As declarações de Derli deixam claro que a hipótese de atropelamento ou acidente não se sustenta. Ele destacou que Orelha chegou em estado de “choque”, o que sugere que ele foi vítima de um ataque intencional. Isso corroborou a investigação da Polícia Civil, que está focada em possíveis maus-tratos e crueldade.
O veterinário descreveu a cena como horrenda: “Orelha apresentava lesões na cabeça e em um dos olhos, além de estar desidratado e quase sem movimento”, contou. A equipe médica tentou de tudo para salvá-lo, incluindo soroterapia e manobras de reanimação, mas, infelizmente, os ferimentos eram irreversíveis. “Ele faleceu logo depois”, lamentou Derli.
Quando questionado se os ferimentos poderiam ser resultado de um acidente, o veterinário foi incisivo: “Isso é resultado de uma agressão.
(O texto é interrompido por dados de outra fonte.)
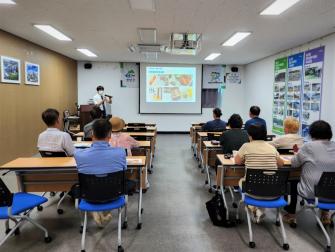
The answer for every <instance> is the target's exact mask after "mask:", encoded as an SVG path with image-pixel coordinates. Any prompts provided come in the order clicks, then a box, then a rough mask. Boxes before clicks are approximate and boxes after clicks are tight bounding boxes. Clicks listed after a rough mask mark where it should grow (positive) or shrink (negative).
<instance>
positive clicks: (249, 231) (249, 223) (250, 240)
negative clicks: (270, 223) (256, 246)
mask: <svg viewBox="0 0 335 252" xmlns="http://www.w3.org/2000/svg"><path fill="white" fill-rule="evenodd" d="M245 211H246V213H247V220H248V229H249V247H250V248H254V247H256V244H255V242H254V238H253V233H252V228H251V219H250V212H249V209H248V206H245Z"/></svg>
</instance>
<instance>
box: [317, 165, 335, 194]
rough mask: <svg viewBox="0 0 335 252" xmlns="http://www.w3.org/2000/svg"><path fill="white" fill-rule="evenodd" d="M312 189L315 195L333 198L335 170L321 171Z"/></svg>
mask: <svg viewBox="0 0 335 252" xmlns="http://www.w3.org/2000/svg"><path fill="white" fill-rule="evenodd" d="M314 190H315V197H318V198H322V199H330V200H335V172H323V173H322V175H321V178H320V180H319V183H318V184H317V185H316V186H315V187H314Z"/></svg>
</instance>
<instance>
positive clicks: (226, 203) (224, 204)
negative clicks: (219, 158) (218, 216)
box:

Não é um acidente.” A morte de Orelha, um cão dócil que vivia na Praia Brava e tinha cerca de dez anos, deixou a comunidade abalada e gerou protestos, especialmente após informações apontarem que um grupo de adolescentes de classe média alta poderia estar envolvido no incidente.
A história de Orelha não é apenas sobre a perda de um animal querido, mas também um lembrete da necessidade de mais cuidado e respeito pelos nossos amigos de quatro patas. As homenagens ao cachorro mostram o quanto ele foi amado e a urgência de se combater a crueldade contra os animais em nossa sociedade.